What anti-conscience advocates ignore is that their views will deny
reproductive health care to the millions of Americans who want pro-life
doctors. Women will have no right to have their babies delivered by doctors
who don't do abortions, or to have their fertility cured by doctors who use
only natural fertility methods, because those doctors won't exist. And aging
patients will have no right to a doctor who promises never to assist
suicides. All such doctors won't be able to get or keep their medical
degrees or licenses because policy makers and elites will decide that they
"probably shouldn't work in" medicine.
Conscience attackers claim to support an absolute right of patients to
receive any legal care. But these advocates and politicians don't even
believe their own rhetoric. They propose to deny the right of Americans to
access medical care provided by committed pro-life doctors-care which is
legal-because advocates would exclude all such doctors from medicine.

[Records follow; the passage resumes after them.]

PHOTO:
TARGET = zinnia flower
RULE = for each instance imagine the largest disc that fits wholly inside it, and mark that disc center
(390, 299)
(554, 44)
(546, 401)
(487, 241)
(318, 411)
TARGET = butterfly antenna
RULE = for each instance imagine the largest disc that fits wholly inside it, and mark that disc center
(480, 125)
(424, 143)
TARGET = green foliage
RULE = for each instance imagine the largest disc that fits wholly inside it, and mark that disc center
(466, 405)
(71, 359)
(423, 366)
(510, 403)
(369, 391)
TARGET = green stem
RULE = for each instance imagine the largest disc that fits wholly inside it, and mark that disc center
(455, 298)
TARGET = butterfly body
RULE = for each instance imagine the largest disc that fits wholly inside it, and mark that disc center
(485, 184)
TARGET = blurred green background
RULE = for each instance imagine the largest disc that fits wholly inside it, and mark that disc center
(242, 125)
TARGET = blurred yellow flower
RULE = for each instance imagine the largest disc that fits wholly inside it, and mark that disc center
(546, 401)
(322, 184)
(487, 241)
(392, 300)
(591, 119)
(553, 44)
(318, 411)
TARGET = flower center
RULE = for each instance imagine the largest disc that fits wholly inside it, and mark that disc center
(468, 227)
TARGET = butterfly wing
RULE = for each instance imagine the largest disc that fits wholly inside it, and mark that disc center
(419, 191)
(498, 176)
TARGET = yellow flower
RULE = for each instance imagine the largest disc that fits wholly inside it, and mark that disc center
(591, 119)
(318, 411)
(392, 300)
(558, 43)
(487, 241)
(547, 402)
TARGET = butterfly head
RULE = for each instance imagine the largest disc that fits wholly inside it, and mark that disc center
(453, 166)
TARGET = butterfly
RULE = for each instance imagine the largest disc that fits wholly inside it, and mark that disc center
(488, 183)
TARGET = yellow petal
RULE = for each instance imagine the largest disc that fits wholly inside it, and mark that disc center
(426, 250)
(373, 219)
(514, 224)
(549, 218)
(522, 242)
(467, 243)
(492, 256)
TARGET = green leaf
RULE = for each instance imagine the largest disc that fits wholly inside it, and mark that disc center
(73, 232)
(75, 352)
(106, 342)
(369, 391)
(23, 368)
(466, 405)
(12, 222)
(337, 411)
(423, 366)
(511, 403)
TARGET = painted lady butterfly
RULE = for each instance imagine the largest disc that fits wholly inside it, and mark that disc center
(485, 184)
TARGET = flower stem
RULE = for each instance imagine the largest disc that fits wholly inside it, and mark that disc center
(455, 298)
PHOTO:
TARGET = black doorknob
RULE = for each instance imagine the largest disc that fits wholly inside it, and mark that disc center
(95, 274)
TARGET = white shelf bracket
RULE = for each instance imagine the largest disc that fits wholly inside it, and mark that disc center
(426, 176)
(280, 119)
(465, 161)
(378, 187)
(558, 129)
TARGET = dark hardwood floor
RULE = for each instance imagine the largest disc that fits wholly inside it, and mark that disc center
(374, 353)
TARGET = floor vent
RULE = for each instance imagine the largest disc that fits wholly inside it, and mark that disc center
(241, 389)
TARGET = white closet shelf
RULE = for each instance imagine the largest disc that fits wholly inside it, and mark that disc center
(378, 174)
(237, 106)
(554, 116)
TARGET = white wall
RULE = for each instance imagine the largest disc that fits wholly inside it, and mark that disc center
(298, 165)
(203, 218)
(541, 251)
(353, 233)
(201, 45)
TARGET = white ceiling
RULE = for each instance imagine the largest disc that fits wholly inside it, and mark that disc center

Anti-conscience advocates believe in the right of patients to access death,
but not anything else. In their view, the only procedures Americans have a
"right" to demand are the death-dealing procedures that anti-life advocates
are themselves selling, or procedures being sold by their large campaign
donors.
ADF is litigating several cases where, for example, a nurse was
threatened with her job and license unless she assisted a late-term
abortion, pharmacists may lose their licenses if they don't dispense drugs
that can kill embryos, a social work graduate student was expelled for
refusing to approve homosexual behavior, and a counselor was fired for
politely referring a homosexual client to another competent counselor.
The conscience battle is raging. Its advocates are unapologetically
trying to strip away the laws that still exist to protect conscience rights,
even laws which they themselves are supposed to be enforcing.